A: The claim fails even more profoundly. While a finite abelian group always has a subgroup isomorphic to its any quotient, this is not true in general. (As said before, the original claim is still false for abelian groups.)
The smallest counterexample is the quaternion group $Q_8$. Its center is $Z(Q) \cong \mathbb{Z}_2$ and the quotient $Q/Z(Q)$ is isomorphic to the Klein four-group, but the subgroups of order $4$ of $Q_8$ are cyclic.
A: I've intended to ask a similar question. Fortunately, the community has avoided a duplicate.

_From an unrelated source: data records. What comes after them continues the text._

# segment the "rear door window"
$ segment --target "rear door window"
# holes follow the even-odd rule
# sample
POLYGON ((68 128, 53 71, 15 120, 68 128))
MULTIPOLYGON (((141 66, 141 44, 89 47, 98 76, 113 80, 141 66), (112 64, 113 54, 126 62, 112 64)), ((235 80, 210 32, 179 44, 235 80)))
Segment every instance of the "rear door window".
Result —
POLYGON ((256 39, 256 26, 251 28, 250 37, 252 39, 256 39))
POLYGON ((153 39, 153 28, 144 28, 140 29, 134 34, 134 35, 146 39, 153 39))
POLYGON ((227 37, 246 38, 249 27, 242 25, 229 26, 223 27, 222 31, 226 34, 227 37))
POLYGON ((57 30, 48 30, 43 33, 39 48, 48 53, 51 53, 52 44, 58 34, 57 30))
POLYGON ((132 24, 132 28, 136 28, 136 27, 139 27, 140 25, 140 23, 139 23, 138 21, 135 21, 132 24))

Moreover, I've had more information to better my proposition, which is written below.
The proposition: The necessary and sufficient conditions of group $G$ and its normal subgroup $N$ (regardless of commutativity and finiteness) to satisfy $G \sim N \times G / N$ is that:
$i) \; \; N \le Z(G)$ (center of group $G$), and
$ii)$ There is a way to choose representative elements for classes of $G/N$ so that those elements would make up a subgroup of $G$.
I think I proved this, but I'm not so sure.